December 6, 1992, was a day when Hindus asserted their collective will, erasing from our soil at least one symbol of humiliation meted out to us by foreign marauders. There are many more that need to fall. To millions of Hindus it was a proud day to be written in golden letters. To fix the responsibility for this on a few individuals, because their faces are familiar, and organisations because they are politically uncomfortable for the establishment is a travesty of justice. It is not clear what Liberhan was looking for and if he got what was wanted of him. His Commission got 48 extensions from five governments.

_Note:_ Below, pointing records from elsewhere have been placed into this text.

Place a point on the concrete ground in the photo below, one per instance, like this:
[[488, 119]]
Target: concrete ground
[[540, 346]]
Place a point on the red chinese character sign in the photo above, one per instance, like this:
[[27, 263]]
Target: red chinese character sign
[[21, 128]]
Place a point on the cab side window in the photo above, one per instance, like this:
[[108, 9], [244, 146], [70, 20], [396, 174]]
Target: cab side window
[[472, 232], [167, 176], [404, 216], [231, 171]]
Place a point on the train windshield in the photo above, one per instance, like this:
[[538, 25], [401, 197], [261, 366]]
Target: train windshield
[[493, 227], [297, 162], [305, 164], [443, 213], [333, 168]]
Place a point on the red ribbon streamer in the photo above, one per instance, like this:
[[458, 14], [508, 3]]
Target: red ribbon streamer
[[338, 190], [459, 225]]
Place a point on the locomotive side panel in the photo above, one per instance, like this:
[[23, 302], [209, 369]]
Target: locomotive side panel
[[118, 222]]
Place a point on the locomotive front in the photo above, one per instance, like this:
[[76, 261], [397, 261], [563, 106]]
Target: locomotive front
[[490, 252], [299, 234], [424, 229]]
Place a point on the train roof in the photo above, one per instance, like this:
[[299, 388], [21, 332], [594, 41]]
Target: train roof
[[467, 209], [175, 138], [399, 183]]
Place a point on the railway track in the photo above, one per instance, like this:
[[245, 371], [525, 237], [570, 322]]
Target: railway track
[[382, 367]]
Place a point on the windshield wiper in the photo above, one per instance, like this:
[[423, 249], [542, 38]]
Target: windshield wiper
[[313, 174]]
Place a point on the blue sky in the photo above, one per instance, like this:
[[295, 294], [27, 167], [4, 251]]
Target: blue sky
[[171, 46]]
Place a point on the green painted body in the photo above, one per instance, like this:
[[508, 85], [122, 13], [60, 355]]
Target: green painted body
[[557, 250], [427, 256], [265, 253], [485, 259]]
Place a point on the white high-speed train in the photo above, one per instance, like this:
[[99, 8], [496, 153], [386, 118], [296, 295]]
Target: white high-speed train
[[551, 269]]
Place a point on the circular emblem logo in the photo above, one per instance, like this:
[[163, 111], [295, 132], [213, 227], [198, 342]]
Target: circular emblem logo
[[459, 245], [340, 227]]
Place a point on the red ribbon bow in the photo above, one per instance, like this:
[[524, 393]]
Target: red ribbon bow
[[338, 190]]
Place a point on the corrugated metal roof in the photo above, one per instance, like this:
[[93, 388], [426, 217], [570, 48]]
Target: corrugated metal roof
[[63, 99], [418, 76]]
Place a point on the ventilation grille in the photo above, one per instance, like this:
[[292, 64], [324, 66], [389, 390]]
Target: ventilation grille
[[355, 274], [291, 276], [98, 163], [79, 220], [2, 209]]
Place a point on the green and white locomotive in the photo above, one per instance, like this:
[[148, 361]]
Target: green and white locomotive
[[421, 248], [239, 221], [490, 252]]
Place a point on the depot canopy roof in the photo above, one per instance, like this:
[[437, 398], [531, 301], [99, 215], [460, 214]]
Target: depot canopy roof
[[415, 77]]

The Ayodhya demolition is being portrayed by the media as a huge crime. This is not the first place of worship to be demolished in this country. And Ayodhya is one of the holiest Hindu sites. Hence the cry that the demolished structure was a mosque is laughable. Ayodhya is a place of pilgrimage to Hindus and to no other community. On the other hand, thousands of Hindu temples have been and continue to be demolished in several parts of the country, with Kashmir leading the list. The Hindu temples demolished in India’s neighbourhood—Pakistan, Bangladesh, Malaysia and Sri Lanka—do not even merit a mention in the media! When the BJP government demolished temples in Gujarat for roads, the media did not raise a hue and cry nor did the centre rush to save the rights of the people to worship. Why do governments and media act and react only against the Hindus?
The BJP paid a huge political price for December 6, 1992. Four of its legitimate governments were dismissed. The RSS too was illegally punished with a ban, which after all did not stand the scrutiny of law. In the name of ‘revenge’ the Hindus have suffered hundreds of bomb blasts and casualties in which thousands died. None of these have been probed and perpetrators punished. Every terrorist caught has parroted December 6 and post-Godhra events as justifications for bombing trains, killing the innocents and maiming the unsuspecting.
If anything, the Liberhan Commission should serve as a model for future as to how a commission of enquiry should not be. The crores spent on it were public money, which could have been better utilised. But then we live in a milieu where “commissions are made to cool the heat,” as Lalu Prasad Yadav put. He should know because he appointed the one on Godhra to tailor make a case for a fresh round of Modi and Hindu-bashing.
Ayodhya is not an issue. It is a matter of faith for the Hindu. The matter will continue to stir political discourses until a magnificent temple is built on the birthplace of Bhagwan Ram, which is the holiest of holy sites for Hindus.